American legal scholar (born 1934)

James Justesen White (born 1934) is an American legal scholar working as the Robert A. Sullivan Professor of Law at the University of Michigan Law School. He has published the most widely recognized treatise on commercial law, Uniform Commercial Code with Robert S. Summers.

== Education ==
White earned a Bachelor of Arts degree Amherst College in 1956, graduating magna cum laude and Phi Beta Kappa. He earned a Juris Doctor from the University of Michigan Law School in 1962, graduating as a member of the Order of the Coif. During law school, White was an editor of the Michigan Law Review. He was admitted to the California Bar in 1963, which he resigned from in 1974, and he was admitted to the Michigan Bar in 1967.

== Career ==
Before joining the faculty at the University of Michigan Law School in 1964, White practiced law with Latham & Watkins in Los Angeles. From 1978 until 1981, White served as the associate dean of the University of Michigan Law School. White has published nearly 20 books on contract and bankruptcy law, and he has published nearly 70 academic articles in numerous legal journals, including the Michigan Law Review, the Cornell Law Review, the Yale Law Journal, and the Cardozo Law Review. White received the L. Hart Wright Award for Excellence in Teaching for 2001–2002 and the Homer Kripke Achievement Award, given by the American College of Commercial Finance Lawyers. White took a three-year hiatus from the University of Michigan Law School in 2012; however, he returned in 2015. White has been a visiting professor at Harvard Law School, Columbia Law School, Cornell Law School, University of South Carolina School of Law, Tel Aviv University Law School, University of Toledo College of Law, and Wayne State University Law School.

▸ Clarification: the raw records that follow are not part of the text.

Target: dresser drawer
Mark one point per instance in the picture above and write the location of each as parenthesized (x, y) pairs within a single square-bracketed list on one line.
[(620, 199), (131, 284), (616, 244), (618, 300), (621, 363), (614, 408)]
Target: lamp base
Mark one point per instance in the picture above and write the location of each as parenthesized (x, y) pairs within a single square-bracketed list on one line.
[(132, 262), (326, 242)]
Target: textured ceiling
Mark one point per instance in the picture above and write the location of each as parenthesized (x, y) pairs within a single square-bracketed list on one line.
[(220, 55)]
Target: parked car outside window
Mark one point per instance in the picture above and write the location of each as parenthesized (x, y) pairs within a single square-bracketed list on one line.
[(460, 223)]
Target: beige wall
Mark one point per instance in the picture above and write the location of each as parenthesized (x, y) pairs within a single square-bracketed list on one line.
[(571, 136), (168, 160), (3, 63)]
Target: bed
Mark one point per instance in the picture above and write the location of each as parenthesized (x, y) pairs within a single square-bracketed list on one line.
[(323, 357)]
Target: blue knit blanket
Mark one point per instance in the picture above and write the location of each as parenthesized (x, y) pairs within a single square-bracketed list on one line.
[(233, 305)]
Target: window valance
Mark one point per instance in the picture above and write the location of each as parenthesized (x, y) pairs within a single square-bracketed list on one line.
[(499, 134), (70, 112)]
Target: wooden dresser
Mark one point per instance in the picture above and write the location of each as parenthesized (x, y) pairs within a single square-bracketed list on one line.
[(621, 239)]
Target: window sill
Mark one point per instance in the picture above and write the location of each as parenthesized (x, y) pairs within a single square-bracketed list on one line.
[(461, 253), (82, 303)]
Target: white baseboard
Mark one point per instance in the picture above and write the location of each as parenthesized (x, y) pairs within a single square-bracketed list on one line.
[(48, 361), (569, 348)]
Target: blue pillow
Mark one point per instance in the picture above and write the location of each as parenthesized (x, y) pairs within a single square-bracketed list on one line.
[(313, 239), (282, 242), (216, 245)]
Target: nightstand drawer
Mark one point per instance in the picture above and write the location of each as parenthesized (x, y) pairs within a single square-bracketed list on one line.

White is a Reporter and member of the Drafting Committee for Implementation of the UN Convention on Independent Guarantees and Stand-by Letters of Credit. He is a member of the Permanent Editorial Board for the Uniform Commercial Code. White also served as a fighter pilot in the United States Air Force.

== Personal life ==
White is married to Nancy White and resides in Ann Arbor, Michigan.